Handling Medieval Meat

I hope all is well! What’s new with you? 

I’m in Paris this week on a short trip, it’s been a long time since I grabbed hold of a baguette with both hands. 

By the way, it is "Paris" with an 'S', not “Pari”. Affected pronunciations are not the done thing. The same would apply to "chorizo" in Spanish or rolling your 'R's in "mozzarella" in Italian. Doing so is fundamentally common. 

I’m not alone in this pronunciation pet peeve it turns out! There was broad agreement among us all about my and Jordan’s guest appearance on Dish a fortnight ago.

Medieval meat: habits and history

Nowadays, as you may have seen here, removing some gristle off your meat and discarding it with decorum is what we want and expect in 21st-century dining, but how was it back in the days of banquets and feasts in castles? How similar is modern dining to medieval dining?

Christmas feast in the Middle Ages

Dispelling modern myths

Like the painting above, the words medieval and banquet conjure up images of gout-ridden kings who ate meat and rich food all day long for their own greed while the peasants beyond the castle frontiers starved. 

Bioarcheologists and historians publishing in Anglo-Saxon England found when reading compilations of food lists that,

The scale and proportions of these food lists strongly suggests that they were provisions for occasional grand feasts, and not general food supplies sustaining royal households on a daily basis. These were not blueprints for everyday elite diets as historians have assumed.
— Tom Lambert, Sidney Sussex College

Having said that, it is generally true that the rich ate better, but only a bit later on.

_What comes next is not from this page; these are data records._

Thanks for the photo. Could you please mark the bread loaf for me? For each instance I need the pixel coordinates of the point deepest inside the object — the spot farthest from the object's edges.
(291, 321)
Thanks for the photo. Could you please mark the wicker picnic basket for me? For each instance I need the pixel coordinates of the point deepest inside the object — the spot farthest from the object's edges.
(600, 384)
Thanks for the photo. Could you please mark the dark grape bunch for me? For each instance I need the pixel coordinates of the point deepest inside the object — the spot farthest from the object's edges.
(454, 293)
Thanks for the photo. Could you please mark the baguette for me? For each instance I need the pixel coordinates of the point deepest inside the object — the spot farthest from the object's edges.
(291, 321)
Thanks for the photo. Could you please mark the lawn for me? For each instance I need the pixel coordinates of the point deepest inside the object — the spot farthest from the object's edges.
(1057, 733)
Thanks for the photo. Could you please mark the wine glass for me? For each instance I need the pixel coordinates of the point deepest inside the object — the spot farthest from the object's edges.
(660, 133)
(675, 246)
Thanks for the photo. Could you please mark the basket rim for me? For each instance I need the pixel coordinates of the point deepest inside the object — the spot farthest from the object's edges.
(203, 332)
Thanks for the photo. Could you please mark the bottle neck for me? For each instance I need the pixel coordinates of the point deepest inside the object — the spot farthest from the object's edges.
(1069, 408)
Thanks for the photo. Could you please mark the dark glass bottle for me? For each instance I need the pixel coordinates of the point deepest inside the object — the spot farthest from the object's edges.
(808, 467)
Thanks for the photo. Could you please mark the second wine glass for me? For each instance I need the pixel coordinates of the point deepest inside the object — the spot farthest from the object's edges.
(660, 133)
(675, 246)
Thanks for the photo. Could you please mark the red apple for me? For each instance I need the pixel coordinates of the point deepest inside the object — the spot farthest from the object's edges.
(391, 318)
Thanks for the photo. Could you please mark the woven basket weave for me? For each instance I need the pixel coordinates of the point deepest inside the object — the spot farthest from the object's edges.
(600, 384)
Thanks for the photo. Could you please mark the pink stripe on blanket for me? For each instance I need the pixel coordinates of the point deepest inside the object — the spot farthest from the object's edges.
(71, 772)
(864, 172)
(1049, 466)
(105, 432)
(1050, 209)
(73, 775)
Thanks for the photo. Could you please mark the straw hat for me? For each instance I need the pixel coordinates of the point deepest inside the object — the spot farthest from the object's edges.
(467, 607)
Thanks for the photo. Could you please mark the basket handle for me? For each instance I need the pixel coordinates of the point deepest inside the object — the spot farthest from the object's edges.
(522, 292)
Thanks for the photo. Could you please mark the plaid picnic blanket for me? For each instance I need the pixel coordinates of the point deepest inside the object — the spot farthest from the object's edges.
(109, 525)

Once the Black Death wiped out a third of the European population in the 14th century, the food supply became rapidly abundant with fewer mouths to feed, only then did monarchs eat like kings

No wonder Henry VIII piled on the girth.

Pieter Claesz: Still Life with Peacock Pie, 1627

The takeaway tavern?

Even in bustling towns and cities, not everyone had the luxury of a home-cooked meal. Enter the medieval takeaway. Public kitchens dished out warm meals to hungry travellers and locals alike, a precursor to our modern fast-food joints. Compared to the quality of them, a medieval munch does not sound all too bad.

Medieval manners

You may have heard me say that you never cut into bread with a knife because bread is broken with the hands. Centuries ago, you would use your personal knife (the knife you used for living and killing animals etc) for meat only, keeping the bread free of blood. 

Upon entry to a feast, your personal knife was sharpened against a whetstone, hence the saying to whet one’s appetite!

A medieval banquet, complete with peacock, mid-15th century.

I'm overwhelmed with the enthusiasm and support you have shown for my upcoming book! So once again, thank you.